In the reading from the Gospel of John, Jesus describes himself as the vine and refers to God as the Gardener. Jesus’ disciples would have known about vines and grapes as they were commonly grown all over Israel. For all we know, they may even have worked in vineyards as teenagers to earn a bit of pocket money! As a result, the disciples would have been very familiar with vines regularly requiring pruning for the plants energy to be focused on producing high-quality grapes. Jesus once again draws from common experience to paint a picture of how we are to relate to Him and how God works within us, which is by ‘cutting off every branch that bears no fruit while pruning every branch that does bear fruit’.

As we consider what it means to stay in Jesus, being ‘cut off’ feels terrifying. John suggests we relate the vine's 'pruning' to the disciples' 'clean' state. Jesus told the disciples to take up their cross and follow him. They had to sacrifice their personal aims and ambitions. After bearing fruit, they need more pruning to bear more. However, the disciples can only bear fruit if they remain, (or in some bible versions, abide) in Jesus. In other words, as disciples of Christ, without Jesus’ guidance, we can do nothing and our actions are done in vain.

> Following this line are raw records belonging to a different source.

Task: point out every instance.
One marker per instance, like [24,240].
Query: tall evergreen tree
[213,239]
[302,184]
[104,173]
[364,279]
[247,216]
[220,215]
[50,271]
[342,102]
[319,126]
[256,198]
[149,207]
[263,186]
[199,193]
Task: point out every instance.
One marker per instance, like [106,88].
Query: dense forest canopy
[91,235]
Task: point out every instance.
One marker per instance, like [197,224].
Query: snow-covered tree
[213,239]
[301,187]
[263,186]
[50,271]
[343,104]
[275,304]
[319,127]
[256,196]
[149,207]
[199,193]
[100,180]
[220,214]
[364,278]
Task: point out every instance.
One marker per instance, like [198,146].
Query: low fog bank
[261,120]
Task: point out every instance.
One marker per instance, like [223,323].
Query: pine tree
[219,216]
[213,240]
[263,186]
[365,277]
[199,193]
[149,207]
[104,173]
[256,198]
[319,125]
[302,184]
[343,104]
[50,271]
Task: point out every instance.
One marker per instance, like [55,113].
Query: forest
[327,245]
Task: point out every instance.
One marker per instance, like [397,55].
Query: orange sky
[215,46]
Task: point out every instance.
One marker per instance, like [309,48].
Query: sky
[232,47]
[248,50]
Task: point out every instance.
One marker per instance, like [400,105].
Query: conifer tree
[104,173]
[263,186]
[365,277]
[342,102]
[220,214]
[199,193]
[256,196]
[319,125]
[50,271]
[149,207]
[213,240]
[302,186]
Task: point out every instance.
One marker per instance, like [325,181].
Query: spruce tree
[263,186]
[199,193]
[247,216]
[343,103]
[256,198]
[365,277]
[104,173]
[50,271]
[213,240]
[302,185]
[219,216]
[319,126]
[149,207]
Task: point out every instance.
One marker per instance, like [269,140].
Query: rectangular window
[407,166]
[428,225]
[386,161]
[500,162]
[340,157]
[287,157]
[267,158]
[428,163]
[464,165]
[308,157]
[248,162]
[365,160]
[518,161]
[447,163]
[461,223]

You may realise this passage speaks of a very intimate relationship with Jesus that we are to enjoy and to cultivate. We are the branches growing out from the vine, the love of Jesus. Branches that decide to ‘go it alone’, whom try to live without the life of the vine, soon discover their mistake. They wither and die and are good for nothing but the fire. But branches that remain in the vine and submit to the pruners knife when necessary, live and bear abundant fruit. That is the prospect that Jesus holds out to his followers, to all of us.

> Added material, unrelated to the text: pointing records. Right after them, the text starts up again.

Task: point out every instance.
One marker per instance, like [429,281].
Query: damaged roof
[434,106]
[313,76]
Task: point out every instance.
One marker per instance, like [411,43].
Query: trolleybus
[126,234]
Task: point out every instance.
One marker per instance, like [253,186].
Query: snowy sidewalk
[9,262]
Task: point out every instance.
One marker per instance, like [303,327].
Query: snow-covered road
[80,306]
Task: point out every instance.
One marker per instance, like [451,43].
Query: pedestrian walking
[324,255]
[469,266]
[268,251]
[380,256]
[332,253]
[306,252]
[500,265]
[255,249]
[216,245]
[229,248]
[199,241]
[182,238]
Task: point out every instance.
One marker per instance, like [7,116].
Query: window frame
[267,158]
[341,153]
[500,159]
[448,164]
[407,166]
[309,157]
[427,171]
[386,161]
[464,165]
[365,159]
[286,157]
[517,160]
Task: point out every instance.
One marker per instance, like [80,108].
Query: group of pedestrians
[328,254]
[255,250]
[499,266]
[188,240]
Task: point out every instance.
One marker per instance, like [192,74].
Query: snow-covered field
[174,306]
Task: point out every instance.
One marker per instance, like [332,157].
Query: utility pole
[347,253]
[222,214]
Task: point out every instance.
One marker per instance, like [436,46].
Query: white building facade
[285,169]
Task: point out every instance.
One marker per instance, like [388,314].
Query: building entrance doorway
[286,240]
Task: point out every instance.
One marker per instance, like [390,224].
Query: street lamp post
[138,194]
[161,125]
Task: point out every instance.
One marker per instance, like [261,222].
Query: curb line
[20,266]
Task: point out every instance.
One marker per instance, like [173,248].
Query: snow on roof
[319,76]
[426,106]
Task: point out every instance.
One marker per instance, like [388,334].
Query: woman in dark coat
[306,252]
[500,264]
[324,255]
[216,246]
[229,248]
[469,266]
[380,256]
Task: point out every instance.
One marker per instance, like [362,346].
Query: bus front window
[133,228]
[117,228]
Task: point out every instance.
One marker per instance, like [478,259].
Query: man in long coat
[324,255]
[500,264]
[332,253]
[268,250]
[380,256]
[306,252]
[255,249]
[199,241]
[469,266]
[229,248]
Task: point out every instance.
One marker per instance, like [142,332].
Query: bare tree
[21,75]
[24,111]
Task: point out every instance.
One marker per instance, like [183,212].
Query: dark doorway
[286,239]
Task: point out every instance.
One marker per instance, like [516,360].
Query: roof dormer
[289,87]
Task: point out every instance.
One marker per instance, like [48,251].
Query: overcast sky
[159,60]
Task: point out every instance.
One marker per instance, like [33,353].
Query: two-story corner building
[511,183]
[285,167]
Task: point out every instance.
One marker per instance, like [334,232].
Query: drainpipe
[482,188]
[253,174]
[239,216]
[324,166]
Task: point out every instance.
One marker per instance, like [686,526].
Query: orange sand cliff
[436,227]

How do we remain in Jesus? Or rather, the more urgent question is, how do we know we are remaining, abiding, in Him? What does it look like in practice? We remain in Jesus from hearing his words through reading the bible and making time to pray in our own personal lives. We must take responsibility to know Jesus and open ourselves to being known by him.

We must remain in a community of believers, the body of Christ, whom celebrate, know and love him. There is no such thing as a solitary Christian. We cannot "go it alone" because, in the absence of the caring support and encouragement of other Christians, a person is more likely to fail as a disciple and make a Jesus into our own, tamed, image. In fact, Jesus gives the starkest of warnings on this “If you do not remain in me, you are like a branch that is thrown away and withers; such branches are picked up, thrown into the fire and burned.”

The most extraordinary promises about prayer are made in verse seven and eight that if we “remain in me and my words remain in you, ask whatever you wish, and it will be done for you. This is to my Father’s glory, that you bear much fruit, showing yourselves to be my disciples”. Abundant fruit, or in other words answered prayer, happens when we make pray requests that are guided by God’s will, and informed by scripture, not from our own desires.

The work of the Father’s pruning knife may indeed be painful at times but ultimately is for God’s glory. The process is an intimate one as the vine gardener is never closer to the vine, taking more thought over its long-term health and productivity, than when he has the knife in his hand. The result, however, is amazing because God is glorified, and so will we be, by bearing good quality fruit, and lots of it!